The world of food is undoubtedly a male-dominated one. I say this not as a feminist but simply as a matter of fact. I wrote a piece on the Great British Menu 2012 in which it was noted that only one out of the 24 contestants was female. In an interview last year, Angela Hartnett described how she had to prove to Gordon Ramsay in her early days that, “I could last in the kitchen like men could.”

Interviewing the only woman nominee and subsequent winner of the Food Mag’s Reader Awards 2013 for Best Chef category, was therefore a breath of culinary fresh air. Emily Scott was owner and head chef at The Harbour Restaurant, Port Isaac, and now runs her own catering company She beat four male heavyweights of the Cornish kitchen world to get her award. We spoke not of gender but simply of her love for good food which centres on memories, family and place.

emily scott“Food for me is not about a meal as such but ingredients associated with a place. My last meal on earth would be a white peach eaten in Bagnol, Provence, on the balcony of my grandfather’s house.” Disappearing to Burgundy for three years after training at a catering college in London was formative in shaping the food served up at The Harbour: “In France I found my ethos of food and how I wanted to cook and live.”

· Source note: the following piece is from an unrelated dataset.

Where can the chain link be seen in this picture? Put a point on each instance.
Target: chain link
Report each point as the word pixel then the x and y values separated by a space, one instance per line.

Emily refreshingly reveals that she “wouldn’t be a very good stay-at-home mother”, but acknowledges that “you are never not a mother, even at work.” Is this the reason for the great gender divide in the food world? Is it babies that ultimately prevent women from smashing through the sugar crust of the crème brûlée ceiling? After all, Angela Hartnett admitted that she had no time for a relationship and a family. Not so for Emily.

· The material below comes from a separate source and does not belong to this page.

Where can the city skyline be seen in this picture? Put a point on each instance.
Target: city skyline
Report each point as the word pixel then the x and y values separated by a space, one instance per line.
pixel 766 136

“People talk about rosettes and stars but I don’t want to do it. It’s very different as a female and I don’t think it’s something I want to do. It’s all about expectation and I want people to come and discover us for what we are rather than what we are expected to be.”

The next challenge for Emily? Learning not to become too emotionally involved, learning to take stock and moving on to bigger things: “Ultimately we are looking for a bigger restaurant. I’m really proud of what we’ve achieved as such a small team.” But be warned, this is a woman who “doesn’t do things by halves.”


2 thoughts on “Interview with chef Emily Scott

  1. I find the gender balance in the food industry really strange – it’s undoubtedly dominated by men, yet in most families I know it’s still the woman that does the cooking, and there’s still a lot of the old fashioned view that it’s ‘women’s work’. It certainly doesn’t have anything to do with skill, so maybe it’s more about drive and ruthlessness, and being prepared to put your career above absolutely everything else – maybe they are traits that are just naturally found more often in men?

    I am ashamed that despite living just a few miles away I STILL haven’t eaten at The Harbour – I really, really must, ASAP!


  2. It is an interesting dichotomy and one for which I think there is no simple answer although it does seem that the more famous female chefs are either, single, of a certain age or rather masculine No? Get thee to The Harbour to eat pronto!